In 1844 at Washington-on-the-Brazos, the treaty was signed by Sam Houston, an adopted Cherokee and president of the Republic of Texas.

The original Bird’s Fort Treaty historical marker was removed to save it from being used as target practice.

A large granite Bird’s Fort historical marker, placed there to honor the Texas Sesquicentennial, was removed after being damaged by vandals who were using it as target practice, Sahlstein said.

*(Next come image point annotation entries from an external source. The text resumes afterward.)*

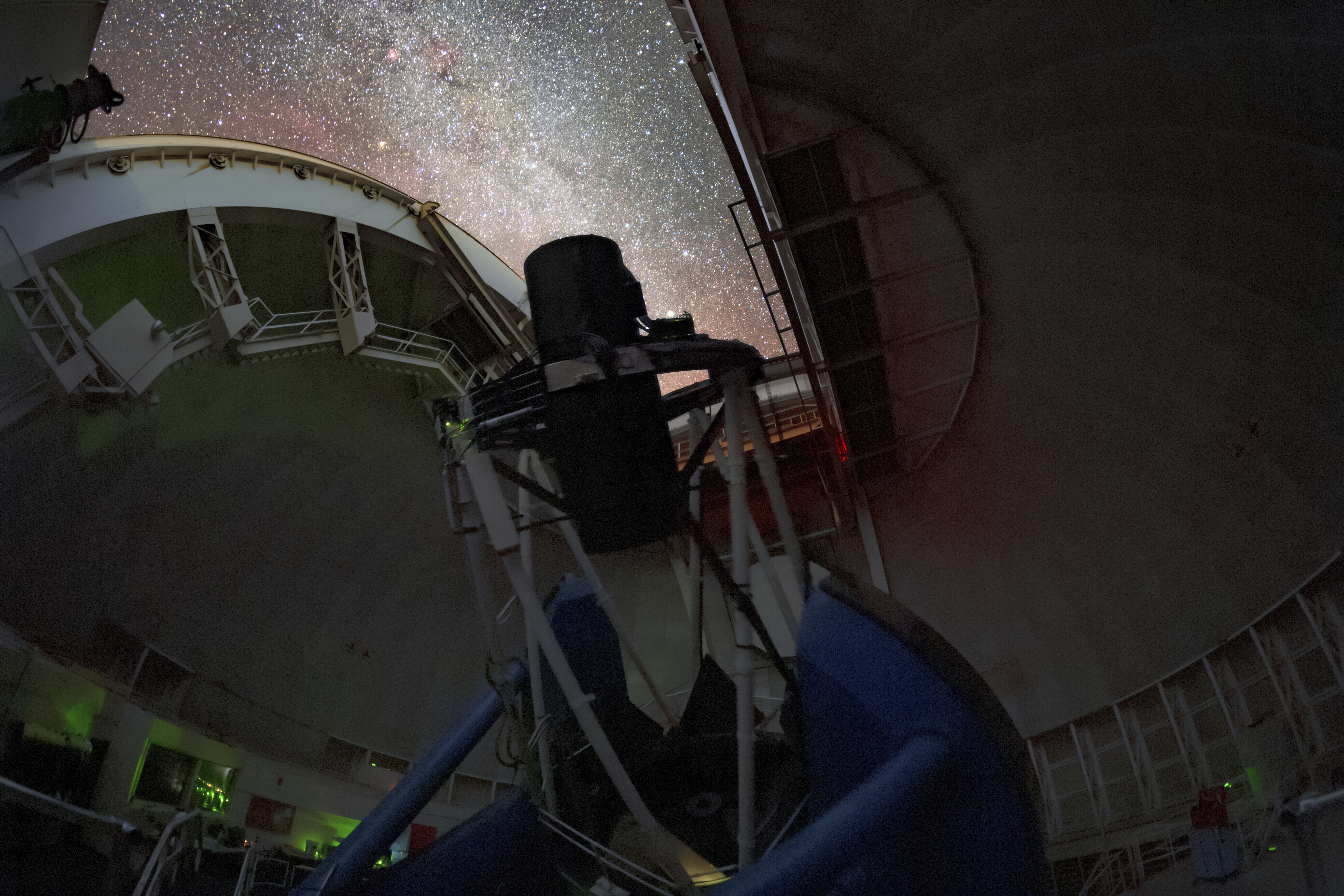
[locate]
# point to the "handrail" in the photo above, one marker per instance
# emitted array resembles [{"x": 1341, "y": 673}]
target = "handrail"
[
  {"x": 48, "y": 805},
  {"x": 245, "y": 874},
  {"x": 390, "y": 338},
  {"x": 156, "y": 859}
]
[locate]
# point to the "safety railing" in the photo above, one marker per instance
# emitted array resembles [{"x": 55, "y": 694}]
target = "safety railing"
[
  {"x": 171, "y": 847},
  {"x": 119, "y": 831},
  {"x": 398, "y": 340},
  {"x": 1161, "y": 844},
  {"x": 435, "y": 349},
  {"x": 13, "y": 392},
  {"x": 190, "y": 332},
  {"x": 290, "y": 324}
]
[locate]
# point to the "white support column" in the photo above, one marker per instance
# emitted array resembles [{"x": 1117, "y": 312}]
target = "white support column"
[
  {"x": 1191, "y": 737},
  {"x": 1041, "y": 782},
  {"x": 494, "y": 511},
  {"x": 791, "y": 621},
  {"x": 54, "y": 338},
  {"x": 1134, "y": 759},
  {"x": 1329, "y": 627},
  {"x": 695, "y": 567},
  {"x": 1288, "y": 687},
  {"x": 350, "y": 287},
  {"x": 1146, "y": 762},
  {"x": 216, "y": 279},
  {"x": 1054, "y": 812},
  {"x": 734, "y": 386},
  {"x": 1103, "y": 797},
  {"x": 534, "y": 653},
  {"x": 604, "y": 600},
  {"x": 1082, "y": 766},
  {"x": 1222, "y": 700},
  {"x": 474, "y": 535},
  {"x": 751, "y": 413},
  {"x": 1181, "y": 741},
  {"x": 877, "y": 570}
]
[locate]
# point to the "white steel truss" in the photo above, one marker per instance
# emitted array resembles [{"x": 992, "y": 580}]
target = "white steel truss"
[
  {"x": 56, "y": 339},
  {"x": 350, "y": 287},
  {"x": 1292, "y": 695},
  {"x": 1329, "y": 628},
  {"x": 216, "y": 279}
]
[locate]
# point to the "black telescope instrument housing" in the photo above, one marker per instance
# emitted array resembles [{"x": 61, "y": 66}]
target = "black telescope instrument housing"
[{"x": 590, "y": 402}]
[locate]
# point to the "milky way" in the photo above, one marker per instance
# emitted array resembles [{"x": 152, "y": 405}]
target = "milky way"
[{"x": 526, "y": 121}]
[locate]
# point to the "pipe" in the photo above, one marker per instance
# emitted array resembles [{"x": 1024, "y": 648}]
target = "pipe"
[
  {"x": 534, "y": 660},
  {"x": 351, "y": 860},
  {"x": 812, "y": 860},
  {"x": 734, "y": 383},
  {"x": 604, "y": 600}
]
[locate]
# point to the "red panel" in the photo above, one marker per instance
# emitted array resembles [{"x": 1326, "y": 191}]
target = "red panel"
[{"x": 422, "y": 836}]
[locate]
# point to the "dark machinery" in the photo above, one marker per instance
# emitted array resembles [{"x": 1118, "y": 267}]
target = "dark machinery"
[
  {"x": 897, "y": 770},
  {"x": 40, "y": 121}
]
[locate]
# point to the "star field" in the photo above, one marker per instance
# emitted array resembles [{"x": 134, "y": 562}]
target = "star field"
[{"x": 527, "y": 121}]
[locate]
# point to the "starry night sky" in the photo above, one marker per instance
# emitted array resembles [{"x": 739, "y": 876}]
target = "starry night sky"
[{"x": 527, "y": 121}]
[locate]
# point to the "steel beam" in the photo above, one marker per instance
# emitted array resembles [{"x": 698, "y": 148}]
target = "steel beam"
[
  {"x": 350, "y": 287},
  {"x": 216, "y": 279}
]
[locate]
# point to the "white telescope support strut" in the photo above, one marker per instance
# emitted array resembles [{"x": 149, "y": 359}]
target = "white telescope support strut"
[
  {"x": 694, "y": 567},
  {"x": 604, "y": 600},
  {"x": 534, "y": 656},
  {"x": 504, "y": 536},
  {"x": 773, "y": 488},
  {"x": 772, "y": 577},
  {"x": 471, "y": 518},
  {"x": 734, "y": 386}
]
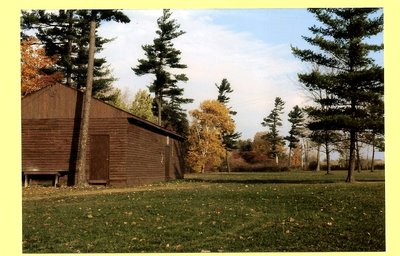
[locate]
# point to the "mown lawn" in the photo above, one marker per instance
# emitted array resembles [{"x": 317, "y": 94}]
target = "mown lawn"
[{"x": 238, "y": 212}]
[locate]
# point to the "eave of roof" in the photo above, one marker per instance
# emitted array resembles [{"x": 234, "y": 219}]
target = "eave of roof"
[{"x": 132, "y": 119}]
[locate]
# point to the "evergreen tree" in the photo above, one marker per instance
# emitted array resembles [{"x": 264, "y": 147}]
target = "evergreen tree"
[
  {"x": 274, "y": 121},
  {"x": 65, "y": 33},
  {"x": 161, "y": 59},
  {"x": 353, "y": 78},
  {"x": 229, "y": 138},
  {"x": 296, "y": 118},
  {"x": 141, "y": 106}
]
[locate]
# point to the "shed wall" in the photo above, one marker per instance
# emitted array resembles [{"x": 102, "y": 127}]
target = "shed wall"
[{"x": 51, "y": 144}]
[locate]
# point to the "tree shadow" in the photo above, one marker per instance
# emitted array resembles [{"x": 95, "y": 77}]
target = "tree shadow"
[{"x": 263, "y": 181}]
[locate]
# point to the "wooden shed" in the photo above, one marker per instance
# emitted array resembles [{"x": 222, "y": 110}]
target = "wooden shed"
[{"x": 123, "y": 149}]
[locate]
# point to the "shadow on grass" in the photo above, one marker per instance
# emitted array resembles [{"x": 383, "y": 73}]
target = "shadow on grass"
[
  {"x": 275, "y": 181},
  {"x": 265, "y": 181}
]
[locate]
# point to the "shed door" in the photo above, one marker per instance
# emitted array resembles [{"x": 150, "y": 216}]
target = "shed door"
[{"x": 99, "y": 159}]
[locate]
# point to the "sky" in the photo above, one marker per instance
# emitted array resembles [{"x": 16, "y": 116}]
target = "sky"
[{"x": 249, "y": 47}]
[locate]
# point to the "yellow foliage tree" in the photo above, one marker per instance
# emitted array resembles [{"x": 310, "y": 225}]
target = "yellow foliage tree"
[
  {"x": 205, "y": 134},
  {"x": 33, "y": 61}
]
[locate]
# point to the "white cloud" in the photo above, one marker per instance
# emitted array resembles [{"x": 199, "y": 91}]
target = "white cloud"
[{"x": 257, "y": 71}]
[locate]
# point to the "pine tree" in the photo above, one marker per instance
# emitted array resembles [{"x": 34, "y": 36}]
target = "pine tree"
[
  {"x": 65, "y": 33},
  {"x": 353, "y": 79},
  {"x": 230, "y": 139},
  {"x": 161, "y": 59},
  {"x": 296, "y": 118},
  {"x": 141, "y": 106},
  {"x": 274, "y": 121}
]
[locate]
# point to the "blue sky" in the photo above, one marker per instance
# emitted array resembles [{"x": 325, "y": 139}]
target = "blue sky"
[{"x": 249, "y": 47}]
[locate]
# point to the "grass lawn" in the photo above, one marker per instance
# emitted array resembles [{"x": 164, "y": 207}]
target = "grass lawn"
[{"x": 237, "y": 212}]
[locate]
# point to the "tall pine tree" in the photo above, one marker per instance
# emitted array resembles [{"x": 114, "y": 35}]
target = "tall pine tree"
[
  {"x": 65, "y": 33},
  {"x": 161, "y": 59},
  {"x": 229, "y": 138},
  {"x": 296, "y": 118},
  {"x": 353, "y": 78},
  {"x": 274, "y": 121}
]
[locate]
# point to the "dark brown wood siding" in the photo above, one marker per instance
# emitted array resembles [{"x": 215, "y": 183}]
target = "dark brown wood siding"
[
  {"x": 51, "y": 144},
  {"x": 50, "y": 134},
  {"x": 145, "y": 156}
]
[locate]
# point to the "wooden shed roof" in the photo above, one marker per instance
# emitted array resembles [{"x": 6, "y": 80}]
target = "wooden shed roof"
[{"x": 60, "y": 101}]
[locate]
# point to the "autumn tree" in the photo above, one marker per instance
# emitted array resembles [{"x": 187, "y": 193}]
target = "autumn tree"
[
  {"x": 340, "y": 46},
  {"x": 274, "y": 121},
  {"x": 161, "y": 60},
  {"x": 296, "y": 119},
  {"x": 34, "y": 63},
  {"x": 141, "y": 106},
  {"x": 205, "y": 138},
  {"x": 65, "y": 33}
]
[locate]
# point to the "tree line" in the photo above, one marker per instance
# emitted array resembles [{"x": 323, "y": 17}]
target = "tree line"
[{"x": 345, "y": 83}]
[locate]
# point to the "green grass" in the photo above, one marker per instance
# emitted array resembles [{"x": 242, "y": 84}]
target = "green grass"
[{"x": 238, "y": 212}]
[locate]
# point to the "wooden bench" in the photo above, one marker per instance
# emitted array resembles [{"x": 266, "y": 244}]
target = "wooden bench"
[{"x": 55, "y": 173}]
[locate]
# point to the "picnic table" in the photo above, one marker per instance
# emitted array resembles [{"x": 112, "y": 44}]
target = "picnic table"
[{"x": 55, "y": 173}]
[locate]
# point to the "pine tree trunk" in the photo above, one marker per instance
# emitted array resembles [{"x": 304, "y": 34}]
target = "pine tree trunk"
[
  {"x": 317, "y": 169},
  {"x": 84, "y": 131},
  {"x": 159, "y": 106},
  {"x": 228, "y": 166},
  {"x": 358, "y": 157},
  {"x": 328, "y": 159},
  {"x": 350, "y": 175},
  {"x": 69, "y": 53},
  {"x": 373, "y": 154}
]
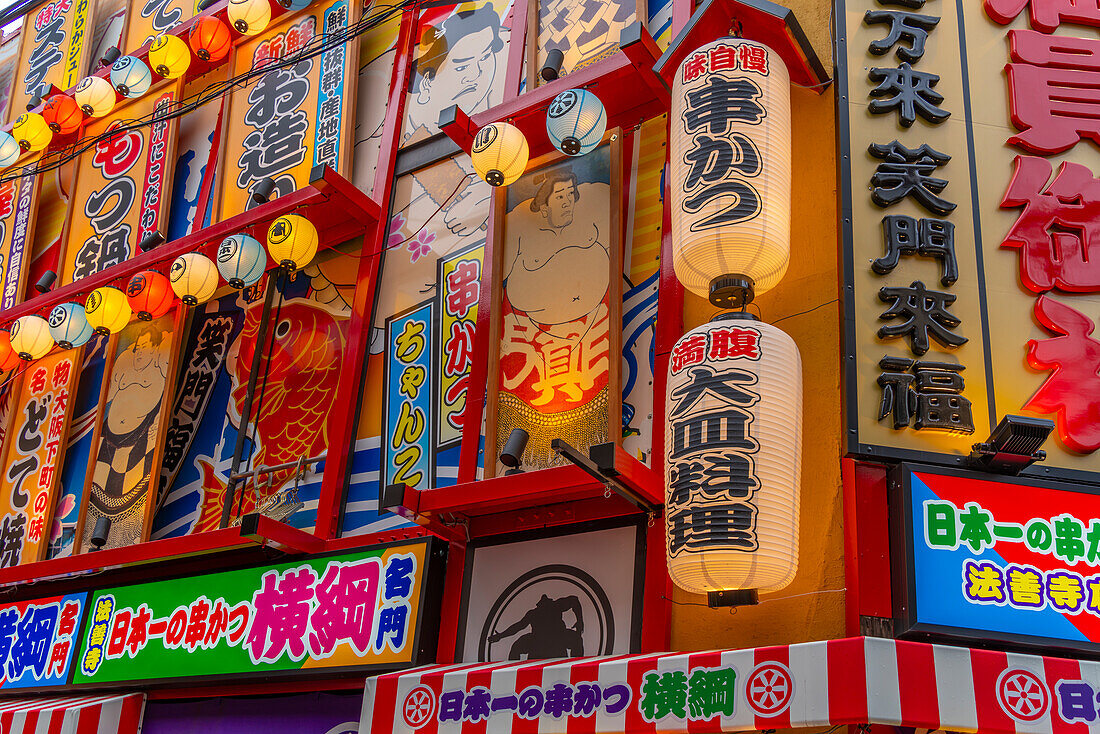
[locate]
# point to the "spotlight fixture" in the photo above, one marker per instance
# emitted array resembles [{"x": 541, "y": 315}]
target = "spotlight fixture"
[
  {"x": 551, "y": 69},
  {"x": 513, "y": 453},
  {"x": 151, "y": 241},
  {"x": 262, "y": 192},
  {"x": 110, "y": 56},
  {"x": 100, "y": 533},
  {"x": 45, "y": 282},
  {"x": 1013, "y": 446}
]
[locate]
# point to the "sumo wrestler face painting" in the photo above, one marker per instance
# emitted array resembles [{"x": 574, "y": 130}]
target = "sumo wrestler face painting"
[
  {"x": 560, "y": 306},
  {"x": 125, "y": 455}
]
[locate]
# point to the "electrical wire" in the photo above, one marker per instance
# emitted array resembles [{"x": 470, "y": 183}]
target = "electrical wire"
[{"x": 317, "y": 45}]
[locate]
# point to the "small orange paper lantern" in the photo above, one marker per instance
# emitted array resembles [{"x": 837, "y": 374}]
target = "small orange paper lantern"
[
  {"x": 150, "y": 295},
  {"x": 210, "y": 39},
  {"x": 9, "y": 358},
  {"x": 63, "y": 114}
]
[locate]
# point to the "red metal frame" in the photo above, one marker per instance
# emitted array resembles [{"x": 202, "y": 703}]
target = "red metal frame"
[{"x": 342, "y": 423}]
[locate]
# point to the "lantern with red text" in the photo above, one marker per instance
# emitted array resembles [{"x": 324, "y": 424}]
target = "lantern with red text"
[
  {"x": 730, "y": 153},
  {"x": 733, "y": 446},
  {"x": 150, "y": 295},
  {"x": 9, "y": 358}
]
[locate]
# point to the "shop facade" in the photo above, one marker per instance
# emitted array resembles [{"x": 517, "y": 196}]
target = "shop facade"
[{"x": 550, "y": 367}]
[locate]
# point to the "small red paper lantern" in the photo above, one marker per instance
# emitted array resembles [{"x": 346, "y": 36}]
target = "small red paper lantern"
[
  {"x": 210, "y": 39},
  {"x": 9, "y": 358},
  {"x": 63, "y": 114},
  {"x": 150, "y": 295}
]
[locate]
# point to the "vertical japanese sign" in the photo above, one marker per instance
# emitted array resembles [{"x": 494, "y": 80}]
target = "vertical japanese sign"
[
  {"x": 1013, "y": 560},
  {"x": 408, "y": 409},
  {"x": 557, "y": 370},
  {"x": 125, "y": 458},
  {"x": 121, "y": 188},
  {"x": 292, "y": 118},
  {"x": 53, "y": 47},
  {"x": 459, "y": 293},
  {"x": 39, "y": 641},
  {"x": 358, "y": 610},
  {"x": 147, "y": 18},
  {"x": 18, "y": 200},
  {"x": 34, "y": 455}
]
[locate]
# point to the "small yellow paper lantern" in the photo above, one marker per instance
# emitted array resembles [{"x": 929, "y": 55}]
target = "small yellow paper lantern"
[
  {"x": 96, "y": 96},
  {"x": 194, "y": 277},
  {"x": 730, "y": 219},
  {"x": 107, "y": 309},
  {"x": 30, "y": 337},
  {"x": 32, "y": 132},
  {"x": 169, "y": 56},
  {"x": 249, "y": 17},
  {"x": 733, "y": 429},
  {"x": 9, "y": 150},
  {"x": 499, "y": 153},
  {"x": 292, "y": 241}
]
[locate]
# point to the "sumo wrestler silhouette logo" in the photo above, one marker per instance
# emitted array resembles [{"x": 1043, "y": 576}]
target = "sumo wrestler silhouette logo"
[{"x": 549, "y": 612}]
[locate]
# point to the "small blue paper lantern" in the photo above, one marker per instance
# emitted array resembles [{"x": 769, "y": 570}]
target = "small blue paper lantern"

The monument now rests under a camper top at a nearby business.

In his book Caddos, Cotton and Cowboys, former Arlington Citizen-Journal publisher and editor O.K. Carter wrote that when Texas became the 28th state, all previous treaties signed by the nation of Texas, whether with Indians or other nations, became void. “Indians in the area — those that cooperated, at least — were first relocated to Young County, near Graham, about 100 miles west, and eventually from there to Oklahoma in the 1860s.”

In other words, the treaty became worth no more than the paper it was written on after Texas teamed up with the United States. Today, four Native American tribes are recognized by the federal or state government in Texas. None of the 10 tribes that signed Bird’s Fort Treaty are among them.

Geraldine Mills, director of the Arlington Historical Society, said the attempted settlement at Bird’s Fort preceded the Anglo settlements in Dallas and Fort Worth. She also said the land at Bird’s Fort probably looked good at first to the group of people who tried settling there. It was near water and offered plenty of wood for fuel and homebuilding.

One thing that was not considered, however, was the climate.

“It flooded, and it was mosquito ridden, and they [figuratively] froze to death,” she said. “They finally got smart and went on down the river and founded Dallas.”

Arlington Historical Society board member Steve Barnes said another problem the people at the fort encountered was that the land had already been granted to the Peters Colony.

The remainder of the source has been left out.